VxWorks comes with support for a FAT flash file system, a completely broken malloc implementation, an ancient BSD TCP/IP stack, poor RT support, no memory protection, and no way to clean up after a task that dies. Not only that, it usually costs a fortune, but I've heard they're willing to sell it very cheap now because they're desparate.
I looked into embedded Linux for our next generation hardware and software and Timesys appears to have a very nice solution with hard real-time support. The kernel is fully preemptable using semaphores instead of spinlocks and has priority inversion support. They also offer resource reservations, so I can say "I want this task to be guaranteed 5.73ms of execution time every 9.8ms" where after 5.73ms the task either gives up the CPU entirely, or else changes to a non-RT priority to not starve other tasks. It's really quite clever. Not only that, unlike RT-Linux there isn't a separate API for RT vs non-RT tasks. Monta Vista Linux is soft real-time. It cannot guarantee context switching time, nor does it deal with priority inversion. In RT, priority inversion can be a major problem (see the first Mars rover for an example).

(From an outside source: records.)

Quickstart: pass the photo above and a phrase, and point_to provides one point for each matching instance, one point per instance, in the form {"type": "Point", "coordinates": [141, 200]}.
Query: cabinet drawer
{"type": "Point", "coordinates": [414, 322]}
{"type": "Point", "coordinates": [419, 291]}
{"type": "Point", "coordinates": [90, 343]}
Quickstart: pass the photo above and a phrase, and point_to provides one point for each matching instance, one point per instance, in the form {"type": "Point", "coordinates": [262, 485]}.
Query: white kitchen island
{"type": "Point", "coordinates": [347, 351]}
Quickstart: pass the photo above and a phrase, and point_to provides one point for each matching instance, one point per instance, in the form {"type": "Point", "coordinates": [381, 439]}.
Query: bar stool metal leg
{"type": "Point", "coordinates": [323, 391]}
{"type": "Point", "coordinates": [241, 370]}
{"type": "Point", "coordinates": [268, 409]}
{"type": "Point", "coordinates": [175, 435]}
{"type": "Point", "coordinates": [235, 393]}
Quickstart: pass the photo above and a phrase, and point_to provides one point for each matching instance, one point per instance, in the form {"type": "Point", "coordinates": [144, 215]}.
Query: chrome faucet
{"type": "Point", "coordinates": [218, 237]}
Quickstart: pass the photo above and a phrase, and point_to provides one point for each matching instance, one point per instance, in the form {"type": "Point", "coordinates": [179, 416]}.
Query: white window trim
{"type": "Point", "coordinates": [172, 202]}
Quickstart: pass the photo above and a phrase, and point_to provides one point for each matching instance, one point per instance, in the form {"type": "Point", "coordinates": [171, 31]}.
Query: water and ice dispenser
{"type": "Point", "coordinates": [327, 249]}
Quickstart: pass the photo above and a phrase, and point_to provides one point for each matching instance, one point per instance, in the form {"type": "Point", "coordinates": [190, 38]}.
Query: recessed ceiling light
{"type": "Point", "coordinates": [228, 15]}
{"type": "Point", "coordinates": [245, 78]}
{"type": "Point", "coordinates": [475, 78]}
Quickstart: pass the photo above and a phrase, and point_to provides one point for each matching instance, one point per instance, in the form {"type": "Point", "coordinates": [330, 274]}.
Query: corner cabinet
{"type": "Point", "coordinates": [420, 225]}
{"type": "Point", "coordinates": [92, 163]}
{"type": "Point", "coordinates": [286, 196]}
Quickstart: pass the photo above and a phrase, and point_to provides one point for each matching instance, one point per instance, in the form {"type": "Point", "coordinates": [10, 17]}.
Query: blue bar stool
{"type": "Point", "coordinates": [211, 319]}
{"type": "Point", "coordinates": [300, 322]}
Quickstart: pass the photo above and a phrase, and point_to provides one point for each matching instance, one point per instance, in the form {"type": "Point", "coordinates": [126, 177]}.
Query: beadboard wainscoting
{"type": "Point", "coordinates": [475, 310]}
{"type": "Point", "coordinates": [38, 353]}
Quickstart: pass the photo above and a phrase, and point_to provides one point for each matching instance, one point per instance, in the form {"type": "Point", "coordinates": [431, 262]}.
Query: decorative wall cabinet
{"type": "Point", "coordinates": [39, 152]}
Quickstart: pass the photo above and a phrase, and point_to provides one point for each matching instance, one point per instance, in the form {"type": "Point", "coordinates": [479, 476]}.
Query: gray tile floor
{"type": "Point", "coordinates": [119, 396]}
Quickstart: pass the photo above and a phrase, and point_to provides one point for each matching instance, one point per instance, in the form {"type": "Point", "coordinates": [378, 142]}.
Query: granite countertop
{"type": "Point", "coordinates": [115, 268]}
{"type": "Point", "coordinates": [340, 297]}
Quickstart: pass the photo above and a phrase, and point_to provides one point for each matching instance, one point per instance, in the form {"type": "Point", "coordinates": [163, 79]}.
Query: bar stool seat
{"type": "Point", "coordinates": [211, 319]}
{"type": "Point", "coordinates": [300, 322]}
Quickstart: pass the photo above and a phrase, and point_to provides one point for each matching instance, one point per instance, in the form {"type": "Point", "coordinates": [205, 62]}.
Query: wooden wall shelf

For an example of priority inversion say you have 3 tasks, a low priority, medium priority, and a high priority. The low priority task acquires a mutex semaphore to protect a critical section and starts processing. It is interrupted by a medium priority task. Meanwhile, a high-priority task unblocks and attempts to grab the mutex. The high priority task will block until the medium priority task blocks so that the low priority task can release the semaphore. A common solution is priority inheritance. With priority inheritance, as soon as the high priority task attempts to acquire the mutex semaphore, the low priority task has its priority bumped to that of the high priority task until it releases the semaphore. In this way, the low priority task will interrupt the medium priority task so that the high priority task won't have to wait as long.
QNX is also a very good alternative. Very fast context switching and extremely robust memory protection. I think with QNX you can even buy a license suitable for use in medical devices (i.e. you absolutely cannot afford to have the OS crash for any reason).
I've heard rumours that Wind River is dropping AE since nobody is using it. After our experience, I pity whoever tries it.
Also, unless you get the source to VxWorks, which usually costs a lot of $$$, debugging is a complete nightmare, especially when you hit a bug in the Wind River code (and there's a lot of them). Hell, they couldn't even implement malloc right!
Wind River is coming out with version 6 of VxWorks, but it is basically an enhanced version of AE. I'm not holding my breath.
-Aaron
This post is encrypted twice with ROT-13. Documenting or attempting to crack this encryption is illegal.